Lynn Parramore, writing in new deal 2.0, quotes some illuminating Wall Street Journal statistics on income class vs. voting preference, and concludes, “poor and working class people are not stupid.”
This reminds me of my father, who spent his working life as a railway postal clerk, a good job during the Depression years, when he was the sole support of a young family. He was a smart man who wanted to be a chemist, but he kept faith with his family during all those hard years, and did what he had to do.
He clearly saw, throughout his career, that whenever Republicans were in power, they would usually block postal employee raises. Being opposed to Republicans was a simple equation for him, as it continues to be for me.
Being a Democrat, however, is no longer as simple as it used to be.
The following chart, with Parramore’s comment, shows that it nevertheless remains a simple choice for a lot of working people today:
Voters who said their income is…
Less than 30K per year voted 58% for Dems, 40% for Repubs
30K – 49,999: 52% for Dems, 45% for Repubs
50K-74,999: 46% for Dems, 52% for Repubs
75K – 99,999: 43% for Dems, 56% for Repubs
100K-199,999: 43% for Dems, 56 for Repubs
Over $200,000: 36% for Dems, 62% for Repubs
“Notice that as soon as you pass the average household income level in the United States, which is currently around 50K per year, you see voters trending Republican.

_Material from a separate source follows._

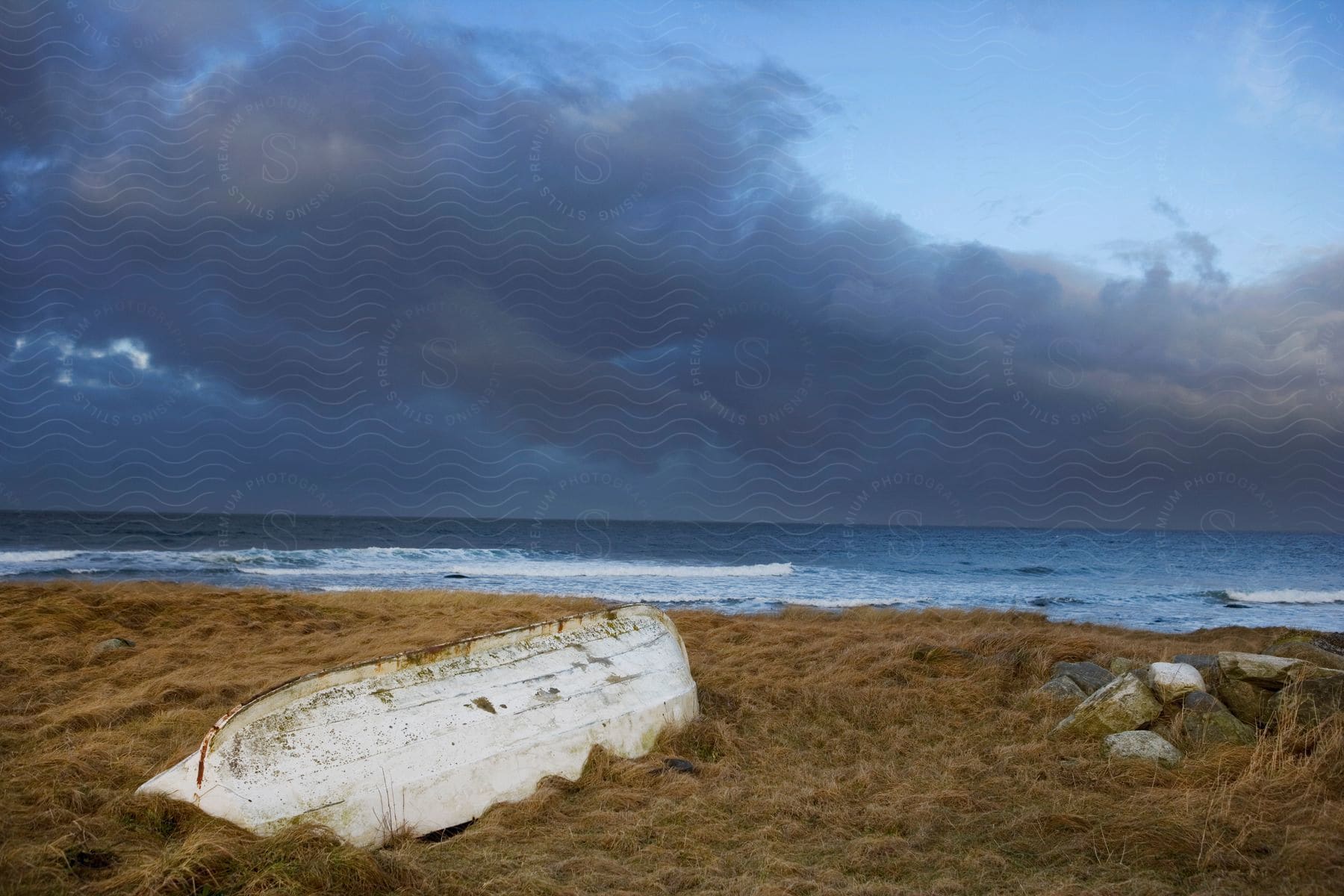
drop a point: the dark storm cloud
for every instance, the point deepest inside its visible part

“What to make of this? Well, poor and working class people are not stupid. They know darn well that Republicans are out to put the squeeze on them. Make no mistake: they’re plenty mad at Democrats for all the bank-centric bullshit and backroom deals. They are outraged that the same crooks that got bailed out are now kicking them out of their houses.

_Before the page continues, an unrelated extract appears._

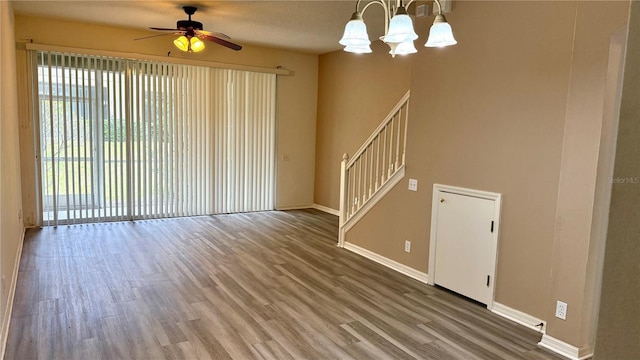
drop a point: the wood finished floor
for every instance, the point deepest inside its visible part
(269, 285)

“But they aren’t fooled by the phony populism that the Right is spewing. They know that between the two parties, the Democrats at least have a vestigial memory of standing against the brutal income inequality, exploitation, wage depression and ripping of social safety nets that the Right has come to think of as the norm.”
That’s a sad but accurate word, “vestigial.” Not only is the Democratic memory of opposing income inequality “vestigial,” so too is the Democratic spine.
We’re still waiting for FDR to return.